Markovic's lips kept moving, but without words. Only silence. Faulques saw that he had stopped, as if surprised, and was looking around as if he had just found himself in bizarre surroundings. I hope it doesn't bother you if I smoke, he said suddenly. The painter shook his head, and Markovic went to his knapsack and took out a pack of cigarettes.
“Do you smoke?”
“No.”
Markovic lit a cigarette, and when he blew out the match looked for an ashtray to put it in. Faulques pointed to an empty French mustard jar. His visitor picked it up, and with the cigarette in his mouth and the jar in his hand, he went and sat down in the other chair, facing his host.

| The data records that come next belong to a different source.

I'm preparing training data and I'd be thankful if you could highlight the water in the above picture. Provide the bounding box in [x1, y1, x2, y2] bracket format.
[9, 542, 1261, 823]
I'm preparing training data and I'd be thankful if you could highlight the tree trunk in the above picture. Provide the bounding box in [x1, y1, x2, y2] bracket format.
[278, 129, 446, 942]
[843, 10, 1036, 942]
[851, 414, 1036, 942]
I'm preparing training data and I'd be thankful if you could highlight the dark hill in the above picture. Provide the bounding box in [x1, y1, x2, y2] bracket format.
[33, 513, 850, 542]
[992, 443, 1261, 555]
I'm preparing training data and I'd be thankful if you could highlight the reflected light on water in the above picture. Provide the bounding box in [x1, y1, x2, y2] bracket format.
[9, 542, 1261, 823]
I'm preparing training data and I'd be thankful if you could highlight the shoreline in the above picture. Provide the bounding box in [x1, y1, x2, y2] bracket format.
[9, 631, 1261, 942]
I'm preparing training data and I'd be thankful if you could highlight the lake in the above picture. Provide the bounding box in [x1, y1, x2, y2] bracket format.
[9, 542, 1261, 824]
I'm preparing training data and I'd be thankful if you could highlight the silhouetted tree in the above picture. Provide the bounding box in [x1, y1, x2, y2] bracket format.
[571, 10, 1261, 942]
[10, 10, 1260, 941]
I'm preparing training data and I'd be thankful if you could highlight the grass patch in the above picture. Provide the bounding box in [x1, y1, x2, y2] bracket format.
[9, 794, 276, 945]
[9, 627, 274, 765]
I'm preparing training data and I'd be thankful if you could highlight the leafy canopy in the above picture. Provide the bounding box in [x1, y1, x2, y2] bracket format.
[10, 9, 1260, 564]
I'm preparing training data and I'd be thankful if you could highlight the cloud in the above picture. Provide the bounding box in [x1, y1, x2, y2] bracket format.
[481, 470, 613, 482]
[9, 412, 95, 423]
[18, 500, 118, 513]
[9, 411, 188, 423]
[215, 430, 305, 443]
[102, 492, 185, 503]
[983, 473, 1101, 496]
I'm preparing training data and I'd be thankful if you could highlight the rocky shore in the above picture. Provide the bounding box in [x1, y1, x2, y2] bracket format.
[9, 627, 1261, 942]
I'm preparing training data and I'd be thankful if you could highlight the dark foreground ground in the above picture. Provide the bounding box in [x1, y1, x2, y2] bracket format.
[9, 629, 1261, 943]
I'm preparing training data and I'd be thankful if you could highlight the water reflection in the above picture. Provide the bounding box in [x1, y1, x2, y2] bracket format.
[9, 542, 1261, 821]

“What do you think of that story?” he asked in an ordinary voice.
“It's terrible.”
“Not especially,” the Croatian said, grimacing. “It is terrible, of course. But there are others. Some are even worse. Stories that complement one another.”
For a moment he said nothing, his eyes lost in the depths of the vast mural around them. One another, he repeated after a bit, pensive. And I'm talking, he said, about entire families being exterminated, of children killed before the eyes of their parents, of brothers forced to torture each other so that one might live. You can't imagine the things that prisoner saw. The pain, the indignity, the desp
eration. We men, señor Faulques, are bloodthirsty animals. Our ingenuity in creating horror has no limits. You must be aware of that. You learn something, I suppose, during a lifetime of photographing cruelty and wickedness.
“Is that why you want to kill me? To avenge all those things?”
That cold, somehow alien smile again crossed Markovic's face.
“The Butterfly Effect, you said. What an irony. Such a delicate word.”
4.
THE VISITOR WAS SMOKING, concentrating exclusively on his cigarette, as if each puff of smoke were priceless. Faulques recognized the familiar habit of the soldier, or the prisoner. He had watched many men smoke in many wars, where often tobacco was the only companion. The only consolation.
“When that man was set free,” Markovic said, resuming his tale, “he tried to find his wife and his son. Three years with no news of them, imagine . . . Well . . . Before long he had news. The famous photo had made its way to their town. Someone had come across a copy of the magazine. There are always neighbors willing to cooperate in that sort of thing: the girlfriend they couldn't have, the job someone's grandparents had taken from someone else's grandparents, the house or piece of land they'd wanted . . . The same old story: jealousy, maliciousness. All too predictable among human beings.”